What creates testosterone

A recent case of a 51 year old male with an interest in testosterone replacement illustrates the benefits of the multi-parametric prostate MRI scan. Noting a PSA value of only ng/ml; the digital rectal exam (DRE) identified an area of interest on the left side, albeit, it was not definitive for prostate cancer. Neither the gray scale ultrasound nor Color Flow Doppler ultrasound evaluation suggested any specific abnormality consistent with the area of interest previously identified on DRE. An MRI scan was suggested as the next best step in the evaluation. The scan isolated a region of interest on the left side at the Apex to Middle portion of the prostate gland concordant with the findings on the DRE.  Based upon the findings of the MRI scan, a targeted biopsy with 6 needle cores was recommended and implemented. An Antiandrogen was initiated pre-biopsy to mitigate against “needle tracking”. Specifically, an Antiandrogen selectively blocks the receptor on the prostate cell from attracting testosterone as it exits the capsule, thereby, disabling the cells in preparation for cell death or apoptosis. The Pathology evaluation revealed a grade of cancer that was amenable to being treated conservatively or focally. In this case, the failure to use a MRI scan would have exposed this patient to the possibility of missing the cancer altogether; associated with sampling bias, a very real possibility for needle tracking (assuming cancer was found), or worse yet, the go ahead to supplement with testosterone, when in fact, the cancer was missed. Using  testosterone in this scenario would have stimulated cancer cells to grow wildly, while causing the PSA to spike abnormally, thereby, making the diagnosis of prostate cancer – a potentially uncontrollable clinical event, albeit, avoidable. Given the expertise of a Urolologic consultation, this case turned out well. The patient is now contemplating a focal treatment with high intensity focused ultrasound with a plan to supplement with testosterone once his cancer has been cured. An inability to document the resolution of prostate cancer by a repeat MRI scan and/or a stable PSA post-operatively will preclude this patient from using testosterone replacement therapy.

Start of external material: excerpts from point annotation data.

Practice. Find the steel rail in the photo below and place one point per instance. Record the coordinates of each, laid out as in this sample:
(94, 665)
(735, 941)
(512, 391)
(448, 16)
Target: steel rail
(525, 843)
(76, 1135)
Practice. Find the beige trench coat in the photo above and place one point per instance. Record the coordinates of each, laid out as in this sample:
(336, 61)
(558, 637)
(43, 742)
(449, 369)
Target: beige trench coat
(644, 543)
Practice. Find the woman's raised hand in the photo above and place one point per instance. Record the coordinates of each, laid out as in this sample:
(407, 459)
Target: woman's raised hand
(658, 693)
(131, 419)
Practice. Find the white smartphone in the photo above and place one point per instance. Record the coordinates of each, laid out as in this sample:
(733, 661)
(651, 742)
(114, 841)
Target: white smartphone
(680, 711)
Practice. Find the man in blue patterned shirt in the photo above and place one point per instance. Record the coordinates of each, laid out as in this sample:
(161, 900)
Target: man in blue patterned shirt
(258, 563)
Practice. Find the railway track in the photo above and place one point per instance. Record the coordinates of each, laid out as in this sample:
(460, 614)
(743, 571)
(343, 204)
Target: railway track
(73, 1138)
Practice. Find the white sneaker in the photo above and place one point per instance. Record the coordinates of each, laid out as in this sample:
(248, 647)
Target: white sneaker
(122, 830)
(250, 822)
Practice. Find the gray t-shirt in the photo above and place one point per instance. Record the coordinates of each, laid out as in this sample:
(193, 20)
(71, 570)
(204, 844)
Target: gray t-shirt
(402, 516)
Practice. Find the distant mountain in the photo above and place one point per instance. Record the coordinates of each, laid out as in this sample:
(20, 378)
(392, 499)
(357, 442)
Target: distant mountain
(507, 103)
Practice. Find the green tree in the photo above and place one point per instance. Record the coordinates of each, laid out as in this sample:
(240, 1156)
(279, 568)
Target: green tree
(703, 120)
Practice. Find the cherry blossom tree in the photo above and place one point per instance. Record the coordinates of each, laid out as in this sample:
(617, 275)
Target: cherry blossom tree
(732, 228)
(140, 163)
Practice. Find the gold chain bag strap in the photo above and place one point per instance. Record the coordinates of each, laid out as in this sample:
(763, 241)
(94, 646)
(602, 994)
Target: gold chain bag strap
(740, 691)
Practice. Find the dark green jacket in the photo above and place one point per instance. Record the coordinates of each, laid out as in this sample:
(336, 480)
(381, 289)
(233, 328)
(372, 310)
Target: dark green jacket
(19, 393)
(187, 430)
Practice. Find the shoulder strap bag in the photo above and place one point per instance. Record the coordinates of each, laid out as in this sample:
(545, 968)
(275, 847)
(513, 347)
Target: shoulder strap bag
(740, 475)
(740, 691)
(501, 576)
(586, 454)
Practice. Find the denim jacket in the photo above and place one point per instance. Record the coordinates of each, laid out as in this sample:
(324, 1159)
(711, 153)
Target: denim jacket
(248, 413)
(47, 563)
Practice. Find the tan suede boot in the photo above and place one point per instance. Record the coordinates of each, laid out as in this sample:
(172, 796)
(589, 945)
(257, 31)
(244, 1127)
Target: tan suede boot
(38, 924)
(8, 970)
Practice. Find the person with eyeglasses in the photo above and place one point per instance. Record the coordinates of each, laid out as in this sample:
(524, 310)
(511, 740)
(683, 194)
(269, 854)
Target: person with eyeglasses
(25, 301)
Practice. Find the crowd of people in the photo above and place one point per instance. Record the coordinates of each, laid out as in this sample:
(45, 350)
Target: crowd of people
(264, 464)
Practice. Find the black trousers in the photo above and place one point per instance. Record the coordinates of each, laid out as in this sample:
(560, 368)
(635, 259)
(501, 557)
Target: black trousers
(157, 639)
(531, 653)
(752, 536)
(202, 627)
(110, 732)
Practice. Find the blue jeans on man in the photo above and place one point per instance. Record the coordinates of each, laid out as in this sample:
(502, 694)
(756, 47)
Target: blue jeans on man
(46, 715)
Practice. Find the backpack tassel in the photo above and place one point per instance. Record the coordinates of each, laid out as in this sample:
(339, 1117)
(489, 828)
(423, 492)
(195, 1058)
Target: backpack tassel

Low carbers may wonder if this applies to them.  Actually Low Carb does fairly well, according to a couple of studies I have seen, as long as you are losing weight.  However, the minute that you are on maintenance, . no longer losing weight, you lose blood flow, vasoreactivity and, therefore, nitric oxide according to one study. [4] The moral of the story is that over the long haul you want to avoid high fat meals.  I outline many other issues in my link on The Dangers of a High Fat Meal , which includes a discussion of lowering testosterone.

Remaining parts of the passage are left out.